Le 1er septembre, l’Assemblée législative de transition du Burkina Faso a promulgué une législation qui érige les relations homosexuelles consenties en délit pénal. Cette décision marque un revers significatif pour les droits des personnes lesbiennes, gays, bisexuelles et transgenres (LGBT) dans le pays. Désormais, toute personne reconnue coupable d’homosexualité risque jusqu’à cinq ans de prison, en plus de sanctions pécuniaires.
Cette législation représente une violation directe des droits fondamentaux des individus LGBT, notamment leur droit à la non-discrimination et à l’intimité. Son adoption s’inscrit dans un climat de restriction des libertés civiques et politiques, caractérisé par une répression accrue de la part de la junte militaire envers l’opposition, les médias et les mouvements pacifiques.
Il est important de noter qu’avant cette nouvelle loi, le Burkina Faso se distinguait par l’absence de législation pénalisant les relations consensuelles entre adultes de même sexe. Contrairement à plusieurs nations africaines, le pays n’avait pas hérité d’un Code pénal issu de l’époque coloniale qui proscrivait spécifiquement la sodomie.
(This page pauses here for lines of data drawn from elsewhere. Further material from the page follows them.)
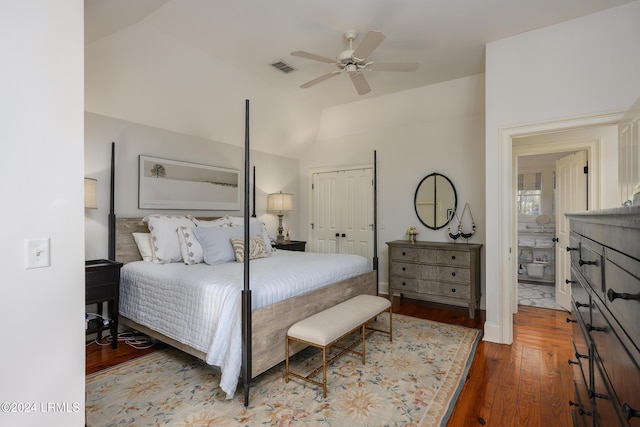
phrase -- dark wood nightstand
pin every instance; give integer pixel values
(292, 245)
(102, 284)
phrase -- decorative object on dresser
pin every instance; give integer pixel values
(279, 203)
(605, 287)
(436, 271)
(435, 201)
(102, 284)
(292, 245)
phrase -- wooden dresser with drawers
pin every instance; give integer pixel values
(447, 273)
(605, 285)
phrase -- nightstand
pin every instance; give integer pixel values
(292, 245)
(102, 284)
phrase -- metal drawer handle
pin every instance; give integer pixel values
(611, 294)
(595, 328)
(629, 412)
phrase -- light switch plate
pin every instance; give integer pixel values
(36, 253)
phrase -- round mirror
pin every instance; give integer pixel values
(435, 201)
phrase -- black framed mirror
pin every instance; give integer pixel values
(435, 201)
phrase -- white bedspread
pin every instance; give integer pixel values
(200, 305)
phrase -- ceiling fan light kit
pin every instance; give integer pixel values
(354, 61)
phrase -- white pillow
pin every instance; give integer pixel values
(143, 241)
(220, 222)
(239, 221)
(216, 242)
(164, 236)
(190, 247)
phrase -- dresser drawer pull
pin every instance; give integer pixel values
(611, 294)
(629, 412)
(595, 328)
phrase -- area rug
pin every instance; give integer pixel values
(412, 381)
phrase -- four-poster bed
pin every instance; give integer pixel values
(263, 328)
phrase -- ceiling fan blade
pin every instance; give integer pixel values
(312, 56)
(392, 66)
(368, 44)
(320, 79)
(360, 83)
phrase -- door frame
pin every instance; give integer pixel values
(507, 237)
(592, 146)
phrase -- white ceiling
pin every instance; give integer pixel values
(446, 37)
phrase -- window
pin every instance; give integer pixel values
(529, 194)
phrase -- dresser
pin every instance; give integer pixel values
(604, 248)
(447, 273)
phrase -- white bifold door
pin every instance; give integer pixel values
(342, 212)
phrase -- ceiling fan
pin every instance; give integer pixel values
(354, 61)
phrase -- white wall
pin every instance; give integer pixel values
(582, 67)
(41, 310)
(273, 173)
(437, 128)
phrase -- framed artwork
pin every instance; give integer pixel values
(172, 184)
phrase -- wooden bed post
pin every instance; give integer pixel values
(246, 292)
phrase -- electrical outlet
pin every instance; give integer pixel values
(36, 253)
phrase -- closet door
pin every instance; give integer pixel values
(342, 212)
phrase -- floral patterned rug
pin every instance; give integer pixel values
(412, 381)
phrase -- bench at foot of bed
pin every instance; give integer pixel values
(326, 328)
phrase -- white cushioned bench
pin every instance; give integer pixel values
(326, 328)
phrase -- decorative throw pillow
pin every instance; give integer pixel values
(190, 247)
(257, 248)
(164, 238)
(143, 241)
(216, 244)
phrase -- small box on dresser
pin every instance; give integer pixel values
(605, 286)
(447, 273)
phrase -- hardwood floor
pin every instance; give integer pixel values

Intégrée au sein du Code des personnes et de la famille, cette mesure de criminalisation a obtenu l’approbation unanime des 71 membres de l’Assemblée. Le texte stipule désormais des sanctions d’emprisonnement et des amendes pour les « comportements […] de nature à promouvoir les pratiques homosexuelles et pratiques assimilées ».
Edasso Rodrigue Bayala, le ministre de la Justice et des Droits humains du Burkina Faso, a justifié cette législation comme une « réponse aux aspirations profondes de notre société », soulignant qu’elle serait le reflet d’un « respect des valeurs culturelles » locales.
Cette initiative de la junte, visant à criminaliser les relations consensuelles entre adultes du même sexe, est en contradiction flagrante avec les engagements internationaux du Burkina Faso, notamment ceux énoncés dans la Charte africaine des droits de l’homme et des peuples, ainsi que dans le Pacte international relatif aux droits civils et politiques.
Des décisions judiciaires récentes, rendues dans des nations africaines telles que le Botswana, Maurice et la Namibie, ont affirmé que les législations pénalisant les comportements homosexuels enfreignent les droits fondamentaux des personnes LGBT à la vie privée et à la non-discrimination.
Outre la transgression des droits humains essentiels, de telles lois risquent d’exacerber la violence et les discriminations envers les personnes LGBT. La Commission africaine des droits de l’homme et des peuples (CADHP) avait déjà, en 2014, exhorté les États de l’Union africaine à « mettre un terme aux actes de violation et d’abus » ciblant les individus en raison de leur orientation sexuelle ou de leur identité de genre.
Il est impératif que le président de la junte du Burkina Faso, Ibrahim Traoré, refuse de promulguer le Code des personnes et de la famille dans sa forme actuelle. Il devrait plutôt le soumettre à l’Assemblée pour une révision approfondie. Ce Code, une fois modifié, devrait garantir le respect des droits à la non-discrimination et à la vie privée pour tous les habitants du Burkina Faso, sans distinction d’orientation sexuelle ou d’identité de genre.